Everyone knows how I feel about the Dodgers, but I’m almost happy for Freddie Freeman. …

Bob Montgomery was the last player not to wear a batting helmet to the plate. Said he: “Helmet? That’s what my skull is for.” …

Sheel Seidler’s Tweet/X: “85 business days until pitchers and catchers report.” Sheel, please. Too soon. …

Whatever Ha-Seong Kim wants, he isn’t worth. …

Clayton Kershaw says he will return during an exclusive interview with former teammate Sandy Koufax. …

Iowa sprinter Kalen Walker ran an exhibition 40 in 4.15 seconds on the stadium grass during halftime of the Hawkeyes-Northwestern football game.
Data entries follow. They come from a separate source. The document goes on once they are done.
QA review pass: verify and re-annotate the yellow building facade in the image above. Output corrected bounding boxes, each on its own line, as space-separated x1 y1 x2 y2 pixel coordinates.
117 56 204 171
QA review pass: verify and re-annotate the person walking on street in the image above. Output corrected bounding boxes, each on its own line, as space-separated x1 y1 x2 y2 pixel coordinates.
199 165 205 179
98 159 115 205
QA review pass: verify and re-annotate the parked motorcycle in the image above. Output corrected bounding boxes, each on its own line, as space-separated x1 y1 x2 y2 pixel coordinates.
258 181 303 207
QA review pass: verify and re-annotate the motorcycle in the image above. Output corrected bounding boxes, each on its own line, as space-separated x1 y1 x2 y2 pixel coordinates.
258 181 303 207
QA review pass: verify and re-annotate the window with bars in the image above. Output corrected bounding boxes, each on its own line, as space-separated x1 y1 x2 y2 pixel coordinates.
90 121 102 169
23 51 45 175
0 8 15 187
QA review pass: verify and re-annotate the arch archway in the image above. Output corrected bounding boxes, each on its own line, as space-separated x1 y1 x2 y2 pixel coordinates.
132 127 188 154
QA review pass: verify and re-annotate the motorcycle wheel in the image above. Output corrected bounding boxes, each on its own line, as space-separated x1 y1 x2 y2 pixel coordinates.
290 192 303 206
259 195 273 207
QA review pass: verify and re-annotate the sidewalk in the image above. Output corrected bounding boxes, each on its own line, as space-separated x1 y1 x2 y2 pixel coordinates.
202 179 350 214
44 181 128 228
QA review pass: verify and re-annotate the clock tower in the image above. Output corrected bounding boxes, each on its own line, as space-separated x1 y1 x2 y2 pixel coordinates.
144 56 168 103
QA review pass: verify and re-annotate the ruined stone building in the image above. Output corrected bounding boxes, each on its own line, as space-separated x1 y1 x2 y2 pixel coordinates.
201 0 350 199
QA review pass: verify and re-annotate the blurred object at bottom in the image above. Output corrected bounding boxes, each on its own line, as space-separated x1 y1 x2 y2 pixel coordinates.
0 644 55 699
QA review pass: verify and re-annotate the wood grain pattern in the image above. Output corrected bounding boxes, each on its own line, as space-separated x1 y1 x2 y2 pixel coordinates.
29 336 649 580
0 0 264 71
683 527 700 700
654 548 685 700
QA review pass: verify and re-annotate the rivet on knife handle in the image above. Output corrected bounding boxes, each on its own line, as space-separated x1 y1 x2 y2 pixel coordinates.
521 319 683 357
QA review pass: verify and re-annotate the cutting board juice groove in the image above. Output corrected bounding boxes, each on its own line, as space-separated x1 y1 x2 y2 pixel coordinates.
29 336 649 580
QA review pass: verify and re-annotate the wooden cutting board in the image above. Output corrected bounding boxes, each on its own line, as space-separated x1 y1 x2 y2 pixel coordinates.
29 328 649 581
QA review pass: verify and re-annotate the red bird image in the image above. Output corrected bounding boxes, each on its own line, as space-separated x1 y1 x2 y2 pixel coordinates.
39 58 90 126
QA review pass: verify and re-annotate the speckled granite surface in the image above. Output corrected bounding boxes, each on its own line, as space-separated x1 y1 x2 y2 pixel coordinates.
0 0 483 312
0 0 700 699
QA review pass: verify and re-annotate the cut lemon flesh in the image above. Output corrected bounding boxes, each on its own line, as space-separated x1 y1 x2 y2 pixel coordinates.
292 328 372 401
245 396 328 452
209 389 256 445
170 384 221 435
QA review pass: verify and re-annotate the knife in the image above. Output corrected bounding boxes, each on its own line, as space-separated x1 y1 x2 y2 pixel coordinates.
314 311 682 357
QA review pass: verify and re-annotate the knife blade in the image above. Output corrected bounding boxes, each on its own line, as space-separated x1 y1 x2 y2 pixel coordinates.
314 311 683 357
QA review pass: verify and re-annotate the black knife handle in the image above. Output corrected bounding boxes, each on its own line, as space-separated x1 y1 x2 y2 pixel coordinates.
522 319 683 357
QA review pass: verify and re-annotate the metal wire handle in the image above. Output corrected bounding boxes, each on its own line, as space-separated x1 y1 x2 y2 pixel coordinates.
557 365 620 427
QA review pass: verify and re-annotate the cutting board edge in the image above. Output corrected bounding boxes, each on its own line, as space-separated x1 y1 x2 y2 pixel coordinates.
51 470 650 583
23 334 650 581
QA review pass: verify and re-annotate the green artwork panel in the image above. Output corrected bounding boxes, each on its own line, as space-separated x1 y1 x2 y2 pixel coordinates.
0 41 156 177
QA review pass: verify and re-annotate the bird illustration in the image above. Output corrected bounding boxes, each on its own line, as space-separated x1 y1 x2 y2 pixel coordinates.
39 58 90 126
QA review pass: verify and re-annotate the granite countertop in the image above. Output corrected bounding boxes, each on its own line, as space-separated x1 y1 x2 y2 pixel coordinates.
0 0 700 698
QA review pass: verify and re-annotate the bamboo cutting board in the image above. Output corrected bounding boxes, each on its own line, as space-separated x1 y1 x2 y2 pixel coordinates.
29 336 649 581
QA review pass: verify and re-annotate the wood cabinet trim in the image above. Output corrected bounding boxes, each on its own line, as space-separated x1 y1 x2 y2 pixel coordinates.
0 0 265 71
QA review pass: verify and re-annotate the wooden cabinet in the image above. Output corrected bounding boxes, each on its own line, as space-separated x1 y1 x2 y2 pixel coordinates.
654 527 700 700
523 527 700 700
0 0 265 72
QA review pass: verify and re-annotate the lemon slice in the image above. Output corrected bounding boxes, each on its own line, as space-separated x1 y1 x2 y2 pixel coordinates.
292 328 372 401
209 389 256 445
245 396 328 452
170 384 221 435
After that, he fed the entire crowd loaves and fishes out of the few he brought along, and patiently took care of a long line of blind folks to make them see again before walking across a lake. …

Just think, Kalen’s fastest legal 100 meters is 10.09. So how fast could Usain Bolt run a 40, 2.00? …

RIP, wonderful Teri Garr. One of the great late-night talk show guests. Maybe David Lettermans best. …

Another week of football, another greatest catch of all time. …

Now Chevron is moving its headquarters out of our state to Texas. All sing: “California, here I go.” …

First, book burning. Now, ballot box burning. In the United States of America. It takes me back to my salad days, strolling down Berlin’s Wilhelmstrasse in 1933 Germany. …

Thanks to Ribbon Cutter Mayor & His Ham & Eggers having an open house at 101 Ash Street, I was able to rub my ballot on the walls. For the Asbestos.